Le déclencheur de cette mobilisation est éminemment écologique : l’augmentation du prix du ticket de métro, c’est une question d’accès à la mobilité, dans une ville d’apartheid – Santiago, comme toutes les villes latino-américaines, est très ségrégée. La mobilité est donc une question qui lie écologie et justice sociale, qui parle de la répartition de la richesse sur un territoire. Il s’agit du droit à la ville pour tous. Ce n’est pas inédit : en 2013, d’importantes manifestations ont eu lieu à São Paulo sur la même question.
18 morts, plus de 2.000 personnes arrêtées… Comment expliquez-vous une telle répression ?

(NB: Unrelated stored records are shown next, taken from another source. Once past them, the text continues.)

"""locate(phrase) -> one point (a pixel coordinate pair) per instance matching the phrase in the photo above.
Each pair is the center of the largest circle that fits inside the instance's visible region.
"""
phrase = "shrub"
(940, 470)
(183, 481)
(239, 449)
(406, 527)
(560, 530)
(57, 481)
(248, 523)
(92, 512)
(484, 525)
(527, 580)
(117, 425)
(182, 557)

D’abord il s’agit-là de chiffres gouvernementaux, à prendre avec précaution : ils pourraient être en fait beaucoup plus élevés. Les observateurs des droits de l’Homme parlent également de viols, d’agressions sexuelles dans les commissariats, de disparitions. L’état d’exception, que Piñera a décrété, consiste en une délégation aux forces militaires du maintien de l’ordre. Or ce maintien de l’ordre est directement hérité de la dictature. De tous les pays chiliens ayant connu un régime autoritaire, le Chili est celui où le travail de mémoire et de justice a été le moins abouti. L’armée n’a pas eu à rendre de comptes. Pinochet est mort dans son lit, entouré des siens. Donc aujourd’hui, quand le président dit qu’on est en guerre, pour l’armée ça signifie : plus de limite.
Pensez-vous que la mobilisation sociale va durer ?
Sebastian Piñera a déjà demandé pardon et annoncé une série de mesures [notamment une augmentation de 20 % du minimum retraite et le gel des tarifs de l’électricité] qui font paraître minables celles débloquées par Emmanuel Macron pendant les Gilets jaunes. Mais il reste dans le logiciel politique et économique qui est celui des 30 dernières années. La mobilisation échappe aux cadres traditionnels, elle n’est encadrée ni par les syndicats, ni par les forces politiques de gauche. En ce sens, elle est presque insurrectionnelle, et massive : six millions de personnes dans la rue, c’est un tiers du pays, c’est du jamais-vu. Surtout au Chili, qui n’est pas un pays où on manifeste souvent, on y a perdu le goût de la rue. À ce stade, impossible donc de dire comment les choses peuvent tourner.